Of these years, 2007 was the bloodiest year, with 10 homicides of women, eight of which were committed by a male lover or spouse.

Based on these statistics and the ratios suggested by US figures, it is reasonable to assume that each year, thousands of Vincentian women suffer domestic violence in silence.

So what do we do?

The experts say that change will not come overnight, as any meaningful education campaign will have to start with the very young. In much the same way that we teach our children about the dangers of drugs, we should encourage them to talk about abuse in the home, and how it can be prevented. The police have a long standing Drug Abuse Reduction Education (DARE) programme in the schools; what about widening the scope of that programme to include conflict resolution and teaching the youngsters the right ways to interact with one another while preserving mutual respect and dignity?

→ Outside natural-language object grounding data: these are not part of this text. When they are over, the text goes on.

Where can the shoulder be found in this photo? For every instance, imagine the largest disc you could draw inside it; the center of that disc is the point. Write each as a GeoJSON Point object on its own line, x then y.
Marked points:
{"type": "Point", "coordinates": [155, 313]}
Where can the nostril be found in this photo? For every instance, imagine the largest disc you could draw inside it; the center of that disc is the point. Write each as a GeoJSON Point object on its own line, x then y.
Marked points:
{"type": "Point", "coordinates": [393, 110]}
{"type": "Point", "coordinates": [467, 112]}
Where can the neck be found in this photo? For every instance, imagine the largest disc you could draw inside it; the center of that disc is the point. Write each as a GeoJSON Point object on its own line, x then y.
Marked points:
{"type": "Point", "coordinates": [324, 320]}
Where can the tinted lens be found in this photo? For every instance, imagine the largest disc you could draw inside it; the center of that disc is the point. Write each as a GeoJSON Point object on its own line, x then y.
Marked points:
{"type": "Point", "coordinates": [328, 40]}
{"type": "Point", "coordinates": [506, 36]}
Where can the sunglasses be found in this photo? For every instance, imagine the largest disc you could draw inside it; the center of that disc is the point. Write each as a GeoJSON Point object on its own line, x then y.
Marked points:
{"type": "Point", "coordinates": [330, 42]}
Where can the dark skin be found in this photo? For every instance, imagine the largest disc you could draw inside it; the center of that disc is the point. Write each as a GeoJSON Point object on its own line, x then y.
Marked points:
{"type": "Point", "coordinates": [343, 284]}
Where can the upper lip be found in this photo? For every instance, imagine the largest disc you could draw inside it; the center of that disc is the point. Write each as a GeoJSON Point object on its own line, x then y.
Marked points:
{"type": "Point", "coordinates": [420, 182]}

In the wider society, we need to change the mindset that we should keep out of “man and woman” business. The victims in most of these relationships tell themselves that the abuse will stop, but it rarely does. They sometimes need the support of caring friends or family members to muster up the strength to act. While the State cannot force a grown woman to leave a relationship in which she is being abused, support and protective systems should be put in place to make it easier for her, should she decide to leave.

We also need to also curb our tendency to look down on the man who shows affection for his family, while we equate masculinity with aggression, a lack of commitment and multiple partners.

We also need to seriously grab the attention of our legislators.

Our politicians make attention grabbing headlines and statements in Parliament when our women are killed, but that is where it ends, until the next woman falls victim. A review of the laws and penalties pertaining to crimes of this nature is long overdue.

Perhaps one of our young economists should be given the task of calculating the cost to society of domestic violence. Maybe when it is quantified in dollars and cents, our legislators will sit up and take notice.

Think of the cost of the loss or reduction in the productivity of a beaten woman; what is the cost when she utilizes our hospital or other health services; when the police or other judicial services are called into play in the quest for protection orders; the cost of cases brought before judges and the magistrates?

What about the effect on the children of these homes, some of whom have to be placed in protective care by the State?

This should not come down to dollars and cents, though. We are speaking here of the suffering of real flesh and blood people, the citizens of our country, and one drop of blood spilled is too much. When are we going to get serious about this problem?